18+

Treść tylko dla pełnoletnich

Kolejna strona może zawierać treści nieodpowiednie dla osób niepełnoletnich. Jeśli chcesz do niej dotrzeć, wybierz niżej odpowiedni przycisk!

Nasza Loteria NaM - pasek na kartach artykułów

Kiedy dziecku trzeba koniecznie znaleźć drugi dom

Barbara Musiałek
Bożena i Leszek Goleniowie z Pieców pod swój dach przyjęli dwie siostry bliźniaczki: Dominikę i Julię. Mają także dwójkę swoich dzieci: Czarka i Martynkę
Bożena i Leszek Goleniowie z Pieców pod swój dach przyjęli dwie siostry bliźniaczki: Dominikę i Julię. Mają także dwójkę swoich dzieci: Czarka i Martynkę fot. Jacek Bombor.
Na rodzicielstwo zastępcze zdecydowało się dotychczas 157 jastrzębskich rodzin, dzięki czemu nowy dom znalazło 198 dzieci. Kto pójdzie w ich ślady otrzyma fachową pomoc pracowników Ośrodka Pomocy Społecznej i pieniądze na utrzymanie dziecka. Po osiągnięciu pełnoletności młodzi ludzie, chcący się usamodzielnić, będą mogli dostać na to pieniądze i mieszkanie.

W Jastrzębiu Zdroju na rodzicielstwo zastępcze zdecydowało się już 157 rodzin. Dzięki temu ciepło rodzinne i dach nad głową znalazło 198 dzieci. Nadal na swoją szansę czeka jeszcze kilkoro dzieci z ogniska wychowawczego i pogotowia rodzinnego. Na adopcję mogą liczyć tylko te, których rodzice zostali pozbawieni praw rodzicielskich, bądź sami się ich zrzekli. Tak jest w przypadku samotnych matek, które po porodzie zostawiają dzieci w szpitalu.

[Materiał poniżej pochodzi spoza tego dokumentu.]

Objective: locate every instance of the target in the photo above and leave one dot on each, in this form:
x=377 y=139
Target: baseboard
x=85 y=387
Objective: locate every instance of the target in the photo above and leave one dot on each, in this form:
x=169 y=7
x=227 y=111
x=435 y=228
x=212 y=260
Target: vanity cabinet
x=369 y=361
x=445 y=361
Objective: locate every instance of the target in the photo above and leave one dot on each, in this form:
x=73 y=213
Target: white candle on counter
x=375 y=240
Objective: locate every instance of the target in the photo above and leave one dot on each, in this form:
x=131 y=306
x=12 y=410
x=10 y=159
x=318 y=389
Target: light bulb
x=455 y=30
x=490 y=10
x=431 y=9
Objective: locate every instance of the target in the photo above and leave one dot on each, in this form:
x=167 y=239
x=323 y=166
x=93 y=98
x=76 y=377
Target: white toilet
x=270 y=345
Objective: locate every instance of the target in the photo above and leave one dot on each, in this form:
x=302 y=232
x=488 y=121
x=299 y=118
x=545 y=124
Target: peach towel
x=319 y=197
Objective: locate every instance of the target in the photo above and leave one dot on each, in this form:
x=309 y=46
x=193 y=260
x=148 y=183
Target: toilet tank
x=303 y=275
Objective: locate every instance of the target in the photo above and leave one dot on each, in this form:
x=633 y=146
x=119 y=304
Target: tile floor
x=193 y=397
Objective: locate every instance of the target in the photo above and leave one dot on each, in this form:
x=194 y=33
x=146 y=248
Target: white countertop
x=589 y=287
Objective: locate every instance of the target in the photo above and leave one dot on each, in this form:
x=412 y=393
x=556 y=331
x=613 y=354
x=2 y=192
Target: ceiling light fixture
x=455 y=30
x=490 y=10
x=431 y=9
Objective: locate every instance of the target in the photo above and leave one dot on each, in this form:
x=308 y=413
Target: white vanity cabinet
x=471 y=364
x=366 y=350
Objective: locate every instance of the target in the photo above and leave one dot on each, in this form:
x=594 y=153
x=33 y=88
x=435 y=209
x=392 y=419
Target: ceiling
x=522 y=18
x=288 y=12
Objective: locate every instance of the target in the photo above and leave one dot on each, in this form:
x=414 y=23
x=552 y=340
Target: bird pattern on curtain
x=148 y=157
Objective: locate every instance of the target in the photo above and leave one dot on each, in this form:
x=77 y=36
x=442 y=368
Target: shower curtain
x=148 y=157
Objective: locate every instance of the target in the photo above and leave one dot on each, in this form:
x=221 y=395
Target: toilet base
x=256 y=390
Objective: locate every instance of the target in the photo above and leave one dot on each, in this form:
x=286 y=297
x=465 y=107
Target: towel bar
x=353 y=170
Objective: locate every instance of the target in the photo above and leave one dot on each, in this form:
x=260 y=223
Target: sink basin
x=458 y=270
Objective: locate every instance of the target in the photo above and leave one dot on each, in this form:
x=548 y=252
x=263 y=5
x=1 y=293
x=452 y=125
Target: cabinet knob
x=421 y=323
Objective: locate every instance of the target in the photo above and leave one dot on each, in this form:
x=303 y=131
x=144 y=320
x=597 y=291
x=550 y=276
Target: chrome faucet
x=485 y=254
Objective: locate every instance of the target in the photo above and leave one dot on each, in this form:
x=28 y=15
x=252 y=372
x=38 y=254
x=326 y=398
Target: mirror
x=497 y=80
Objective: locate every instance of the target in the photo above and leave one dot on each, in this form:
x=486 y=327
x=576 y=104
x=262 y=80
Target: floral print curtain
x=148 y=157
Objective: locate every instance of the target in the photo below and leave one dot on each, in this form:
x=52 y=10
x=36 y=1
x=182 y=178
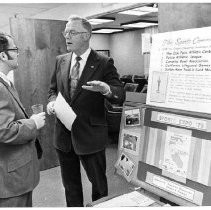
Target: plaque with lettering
x=180 y=70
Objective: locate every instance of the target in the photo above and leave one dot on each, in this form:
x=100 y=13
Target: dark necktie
x=74 y=77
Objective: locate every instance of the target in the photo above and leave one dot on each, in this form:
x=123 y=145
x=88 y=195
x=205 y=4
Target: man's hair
x=4 y=43
x=85 y=23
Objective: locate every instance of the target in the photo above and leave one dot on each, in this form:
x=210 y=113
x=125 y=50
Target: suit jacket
x=89 y=132
x=19 y=165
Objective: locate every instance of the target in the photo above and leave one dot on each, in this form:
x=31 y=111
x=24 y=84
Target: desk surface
x=142 y=191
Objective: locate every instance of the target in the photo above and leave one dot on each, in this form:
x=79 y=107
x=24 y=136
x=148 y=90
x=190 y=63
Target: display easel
x=165 y=146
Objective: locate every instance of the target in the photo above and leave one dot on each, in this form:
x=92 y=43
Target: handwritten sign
x=180 y=70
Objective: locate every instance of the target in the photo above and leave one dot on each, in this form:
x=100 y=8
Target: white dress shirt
x=82 y=61
x=5 y=78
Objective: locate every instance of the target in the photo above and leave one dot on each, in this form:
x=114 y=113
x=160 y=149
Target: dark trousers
x=95 y=167
x=24 y=200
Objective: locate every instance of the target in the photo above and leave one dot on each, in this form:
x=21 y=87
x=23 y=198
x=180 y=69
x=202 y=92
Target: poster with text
x=180 y=70
x=177 y=151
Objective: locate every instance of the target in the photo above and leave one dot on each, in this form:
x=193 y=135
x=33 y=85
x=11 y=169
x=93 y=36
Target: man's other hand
x=97 y=86
x=50 y=108
x=39 y=119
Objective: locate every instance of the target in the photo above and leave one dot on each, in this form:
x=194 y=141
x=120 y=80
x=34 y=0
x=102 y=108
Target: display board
x=165 y=145
x=169 y=151
x=180 y=70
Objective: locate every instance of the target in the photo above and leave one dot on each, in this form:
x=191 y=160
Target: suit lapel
x=65 y=70
x=88 y=71
x=15 y=95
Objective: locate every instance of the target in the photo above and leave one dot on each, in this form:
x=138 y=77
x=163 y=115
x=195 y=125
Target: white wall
x=126 y=51
x=100 y=42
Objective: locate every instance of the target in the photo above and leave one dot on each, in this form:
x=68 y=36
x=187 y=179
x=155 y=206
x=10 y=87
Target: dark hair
x=4 y=43
x=85 y=23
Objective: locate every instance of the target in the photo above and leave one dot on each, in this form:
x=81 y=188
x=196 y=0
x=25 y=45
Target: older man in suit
x=19 y=165
x=85 y=79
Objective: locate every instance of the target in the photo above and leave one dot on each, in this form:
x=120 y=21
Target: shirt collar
x=4 y=77
x=84 y=56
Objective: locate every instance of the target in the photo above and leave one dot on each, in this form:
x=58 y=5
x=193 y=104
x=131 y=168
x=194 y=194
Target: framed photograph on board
x=104 y=52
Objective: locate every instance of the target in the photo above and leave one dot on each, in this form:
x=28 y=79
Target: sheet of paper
x=64 y=112
x=127 y=200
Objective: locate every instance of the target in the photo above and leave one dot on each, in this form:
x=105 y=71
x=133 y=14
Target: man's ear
x=3 y=56
x=87 y=36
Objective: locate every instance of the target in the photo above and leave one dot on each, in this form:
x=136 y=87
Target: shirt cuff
x=108 y=92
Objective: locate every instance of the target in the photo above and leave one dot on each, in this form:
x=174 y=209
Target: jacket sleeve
x=12 y=130
x=52 y=93
x=111 y=77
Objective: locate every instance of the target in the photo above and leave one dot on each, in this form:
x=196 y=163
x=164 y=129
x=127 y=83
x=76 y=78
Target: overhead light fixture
x=96 y=21
x=139 y=25
x=140 y=11
x=106 y=31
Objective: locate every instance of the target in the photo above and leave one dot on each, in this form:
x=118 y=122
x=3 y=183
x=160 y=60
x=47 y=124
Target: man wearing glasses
x=19 y=166
x=85 y=79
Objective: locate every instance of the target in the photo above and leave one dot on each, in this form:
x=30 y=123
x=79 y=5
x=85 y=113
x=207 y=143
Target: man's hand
x=50 y=108
x=39 y=119
x=97 y=86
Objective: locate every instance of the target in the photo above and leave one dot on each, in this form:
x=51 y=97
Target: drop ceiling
x=60 y=11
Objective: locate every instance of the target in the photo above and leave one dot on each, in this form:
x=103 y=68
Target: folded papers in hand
x=127 y=200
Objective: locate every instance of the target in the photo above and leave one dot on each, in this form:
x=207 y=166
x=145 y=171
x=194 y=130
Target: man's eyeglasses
x=12 y=49
x=72 y=33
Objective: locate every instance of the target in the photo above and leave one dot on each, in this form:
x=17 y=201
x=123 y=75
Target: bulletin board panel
x=167 y=151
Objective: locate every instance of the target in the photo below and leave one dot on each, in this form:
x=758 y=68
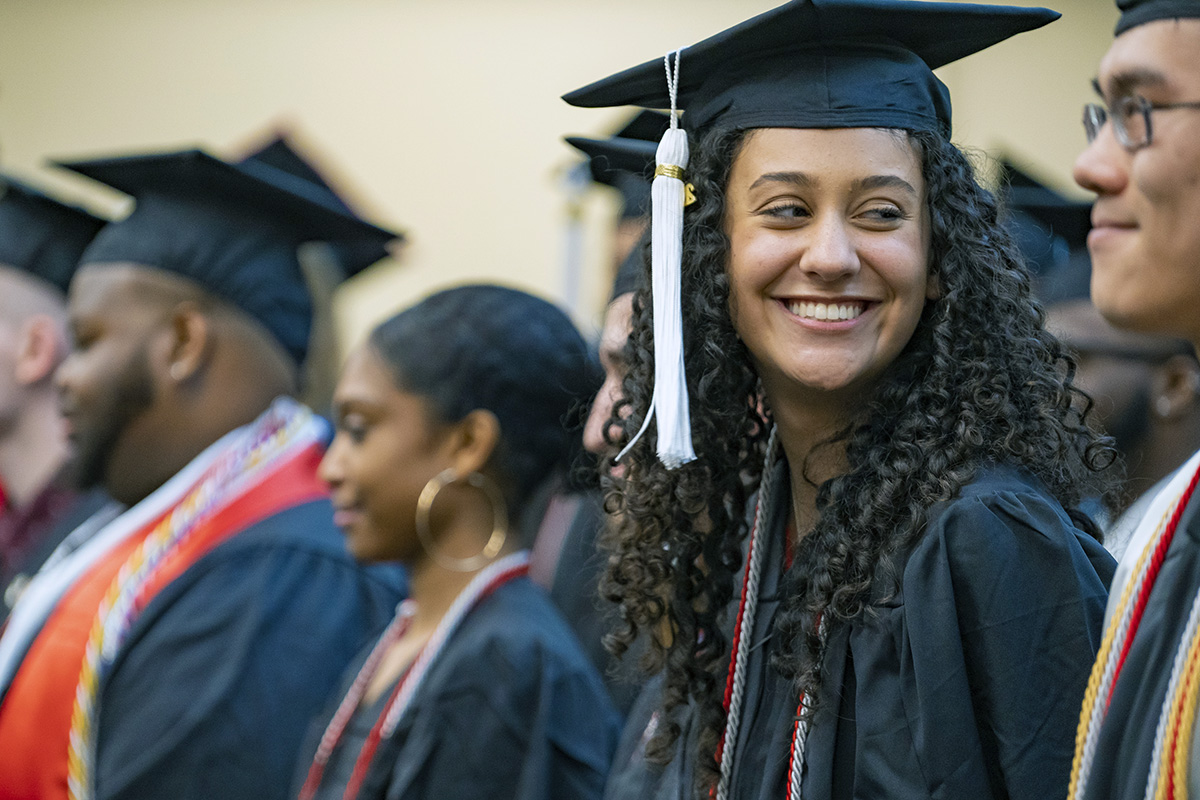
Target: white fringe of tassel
x=670 y=401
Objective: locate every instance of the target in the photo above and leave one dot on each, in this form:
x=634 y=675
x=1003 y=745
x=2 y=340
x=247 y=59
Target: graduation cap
x=233 y=228
x=1048 y=226
x=819 y=64
x=41 y=235
x=1061 y=215
x=625 y=160
x=808 y=64
x=1139 y=12
x=353 y=256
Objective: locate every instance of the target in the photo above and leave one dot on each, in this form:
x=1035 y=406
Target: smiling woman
x=888 y=446
x=448 y=419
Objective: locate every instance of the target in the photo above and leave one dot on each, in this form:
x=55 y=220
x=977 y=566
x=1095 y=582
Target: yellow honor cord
x=1102 y=659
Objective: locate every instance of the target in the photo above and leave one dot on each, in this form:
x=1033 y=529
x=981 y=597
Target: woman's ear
x=474 y=439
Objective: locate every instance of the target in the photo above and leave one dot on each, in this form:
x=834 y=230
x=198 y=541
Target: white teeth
x=827 y=311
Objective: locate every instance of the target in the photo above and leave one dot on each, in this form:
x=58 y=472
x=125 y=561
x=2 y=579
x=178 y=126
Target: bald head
x=161 y=370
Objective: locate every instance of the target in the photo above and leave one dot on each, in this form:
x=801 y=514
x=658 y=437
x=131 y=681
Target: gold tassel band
x=670 y=170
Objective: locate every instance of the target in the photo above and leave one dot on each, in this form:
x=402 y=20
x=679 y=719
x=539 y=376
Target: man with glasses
x=1137 y=731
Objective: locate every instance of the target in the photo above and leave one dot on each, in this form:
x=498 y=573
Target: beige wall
x=441 y=118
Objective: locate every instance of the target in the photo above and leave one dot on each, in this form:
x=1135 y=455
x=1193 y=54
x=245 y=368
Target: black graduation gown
x=970 y=680
x=511 y=709
x=576 y=593
x=223 y=669
x=1127 y=737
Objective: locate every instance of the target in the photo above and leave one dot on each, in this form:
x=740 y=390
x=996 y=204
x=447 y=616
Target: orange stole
x=35 y=717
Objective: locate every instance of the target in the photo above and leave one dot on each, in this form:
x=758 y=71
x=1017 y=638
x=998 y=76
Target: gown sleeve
x=222 y=672
x=515 y=722
x=1003 y=605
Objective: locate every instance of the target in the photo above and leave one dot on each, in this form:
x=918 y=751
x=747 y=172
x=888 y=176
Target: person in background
x=855 y=343
x=448 y=420
x=1146 y=389
x=624 y=162
x=179 y=649
x=41 y=240
x=1137 y=729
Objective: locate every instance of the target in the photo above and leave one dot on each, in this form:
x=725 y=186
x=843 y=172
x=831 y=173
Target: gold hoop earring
x=499 y=521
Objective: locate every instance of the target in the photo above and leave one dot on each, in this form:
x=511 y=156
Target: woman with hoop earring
x=448 y=420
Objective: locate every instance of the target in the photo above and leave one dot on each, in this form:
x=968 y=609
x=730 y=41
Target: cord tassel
x=669 y=194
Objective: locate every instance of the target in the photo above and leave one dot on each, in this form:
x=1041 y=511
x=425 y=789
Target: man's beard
x=131 y=394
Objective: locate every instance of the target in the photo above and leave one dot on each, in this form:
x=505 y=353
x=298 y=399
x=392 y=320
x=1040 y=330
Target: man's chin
x=84 y=470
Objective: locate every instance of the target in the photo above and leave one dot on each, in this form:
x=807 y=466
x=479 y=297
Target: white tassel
x=667 y=198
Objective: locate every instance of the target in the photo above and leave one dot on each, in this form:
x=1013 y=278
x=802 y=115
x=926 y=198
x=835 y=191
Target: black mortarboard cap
x=1139 y=12
x=353 y=256
x=41 y=235
x=1061 y=215
x=625 y=161
x=822 y=64
x=233 y=228
x=645 y=125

- Kiedy matka urodzi dziecko i mówi, że chce je oddać do adopcji, sąd wydaje decyzję dopiero po sześciu tygodniach. Jest przecież ryzyko, że kobieta zmieni zdanie - tłumaczy Iwona Kącka- Kuca, kierownik działu pomocy rodzinie w Ośrodku Pomocy Społecznej w Jastrzębiu Zdroju.

W mieście nie ma ośrodka adopcyjnego. OPS współpracuje więc z taką placówką w Wodzisławiu Śląskim. - Jeżeli jest w naszym mieście dziecko, które może zostać adoptowane, ośrodek kieruje przyszłych rodziców do nas. A my po dokonaniu formalności przekazujemy dziecko - mówi pani Iwona. W jastrzębskim ognisku wychowawczym przebywa obecnie troje dzieci w wieku od 5 do 12 lat, które mogą zostać adoptowane. Czekają na prawdziwy dom.

- Czasem zdarza się, że dzieci zostają adoptowane przez swoich zastępczych rodziców. W ubiegłym roku zrobiła tak jedna jastrzębska rodzina - dodaje pani kierownik.

Częściej niż do adopcji dzieci, trafiają właśnie do rodzin zastępczych. Rodzicom biologicznym tych dzieci ograniczono prawa rodzicielskie. Powody są różne: alkoholizm, choroba uniemożliwiająca opiekę lub inne dramatyczne historie. Kiedy dziecko musi zostać natychmiast odebrane rodzicom, a nie ma kto się nim zaopiekować, trafia do pogotowia rodzinnego, czyli rodziny, która opieką nad dziećmi zajmuje się zawodowo i otrzymuje za to wynagrodzenie. Dzieci przebywają tam zazwyczaj przez okres 12 miesięcy. W tym czasie czekają na unormowanie sytuacji prawnej. Potem, jeśli rodzice biologiczni bardzo się postarają, mogą wrócić do domu, albo trafiają do rodzin zastępczych. A jeśli to się nie uda, czeka ich życie w ognisku wychowawczym lub w domu małego dziecka - zależnie od wieku.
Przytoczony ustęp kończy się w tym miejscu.